Die im wesentlichen aus den 1970er Jahren stammende Bausubstanz des 1887 eröffneten Klinikums in Heideheim weist erhebliche Flächendefizite auf und entspricht an vielen Stellen nicht mehr den heutigen Brandschutz-Anforderungen. Die Zielplanung sieht deshalb eine schrittweise Modernisierung und Neustrukturierung des Klinikums vor.

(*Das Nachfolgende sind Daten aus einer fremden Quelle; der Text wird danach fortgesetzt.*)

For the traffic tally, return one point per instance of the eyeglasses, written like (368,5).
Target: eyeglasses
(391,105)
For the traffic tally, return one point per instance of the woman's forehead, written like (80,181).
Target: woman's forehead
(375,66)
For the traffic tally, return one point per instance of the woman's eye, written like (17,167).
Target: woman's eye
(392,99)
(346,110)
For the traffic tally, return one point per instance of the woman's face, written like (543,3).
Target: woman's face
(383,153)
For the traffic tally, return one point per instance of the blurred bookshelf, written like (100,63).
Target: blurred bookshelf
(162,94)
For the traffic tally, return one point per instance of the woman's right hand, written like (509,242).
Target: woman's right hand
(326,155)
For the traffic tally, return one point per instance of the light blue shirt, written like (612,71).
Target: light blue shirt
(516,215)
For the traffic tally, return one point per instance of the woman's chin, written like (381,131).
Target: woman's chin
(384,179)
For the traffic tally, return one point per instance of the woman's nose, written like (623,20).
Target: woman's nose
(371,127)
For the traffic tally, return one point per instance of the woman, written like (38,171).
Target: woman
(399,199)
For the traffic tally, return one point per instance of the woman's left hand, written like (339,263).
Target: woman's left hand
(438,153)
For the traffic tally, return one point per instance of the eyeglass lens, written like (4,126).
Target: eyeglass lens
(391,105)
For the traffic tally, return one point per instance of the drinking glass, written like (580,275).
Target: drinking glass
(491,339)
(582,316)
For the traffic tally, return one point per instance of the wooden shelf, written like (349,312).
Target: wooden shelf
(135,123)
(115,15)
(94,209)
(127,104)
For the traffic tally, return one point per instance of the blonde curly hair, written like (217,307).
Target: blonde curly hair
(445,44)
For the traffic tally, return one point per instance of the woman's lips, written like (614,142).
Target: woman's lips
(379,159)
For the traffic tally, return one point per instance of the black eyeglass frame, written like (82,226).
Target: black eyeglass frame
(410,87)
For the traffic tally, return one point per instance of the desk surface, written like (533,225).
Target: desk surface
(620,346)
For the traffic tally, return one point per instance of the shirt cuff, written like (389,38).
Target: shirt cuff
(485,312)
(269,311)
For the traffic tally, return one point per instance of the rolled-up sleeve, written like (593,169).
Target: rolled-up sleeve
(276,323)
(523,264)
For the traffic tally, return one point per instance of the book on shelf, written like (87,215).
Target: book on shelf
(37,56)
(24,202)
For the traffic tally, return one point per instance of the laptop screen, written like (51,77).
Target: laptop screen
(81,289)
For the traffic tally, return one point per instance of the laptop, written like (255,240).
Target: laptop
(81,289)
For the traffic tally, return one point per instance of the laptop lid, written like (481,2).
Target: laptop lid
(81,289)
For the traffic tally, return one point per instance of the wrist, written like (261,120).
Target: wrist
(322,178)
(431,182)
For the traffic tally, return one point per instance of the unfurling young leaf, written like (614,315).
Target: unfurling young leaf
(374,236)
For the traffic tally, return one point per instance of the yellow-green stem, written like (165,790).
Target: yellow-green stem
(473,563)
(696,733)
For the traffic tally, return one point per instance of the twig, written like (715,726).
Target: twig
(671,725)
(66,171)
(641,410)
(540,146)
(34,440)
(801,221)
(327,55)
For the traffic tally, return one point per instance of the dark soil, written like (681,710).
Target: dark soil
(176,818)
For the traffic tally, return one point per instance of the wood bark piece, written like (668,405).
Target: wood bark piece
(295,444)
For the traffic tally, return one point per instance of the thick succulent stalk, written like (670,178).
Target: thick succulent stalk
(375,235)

Als erste Maßnahme wird ein Bettenhaus mit ca. 230 Betten im westlichen Teil des Klinikareals errichtet.

Hier werden Allgemeinpflegestationen, ergänzt um die Palliativeinheit, Infektionsabteilung, Interdisziplinäre Aufnahmestation

einschließlich Notfallversorgung, Intensivmedizin, Intermediate Care und das Labor untergebracht. Die lichtdurchfluteten Patientenbereiche öffnen sich größtenteils über großzügige Glasfassaden zu raumbreiten Loggien, welche das Fassadenbild des Neubaus prägen.

Dieses bezieht seinen besonderen Reiz aus dem spannungsvollem Kontrast zwischen geschlossenen Ziegelflächen an den Stirnseiten, den umlaufenden massiven Ziegelrahmen und der Betonwabenstruktur der Loggien mit ihren transparenten Glasflächen.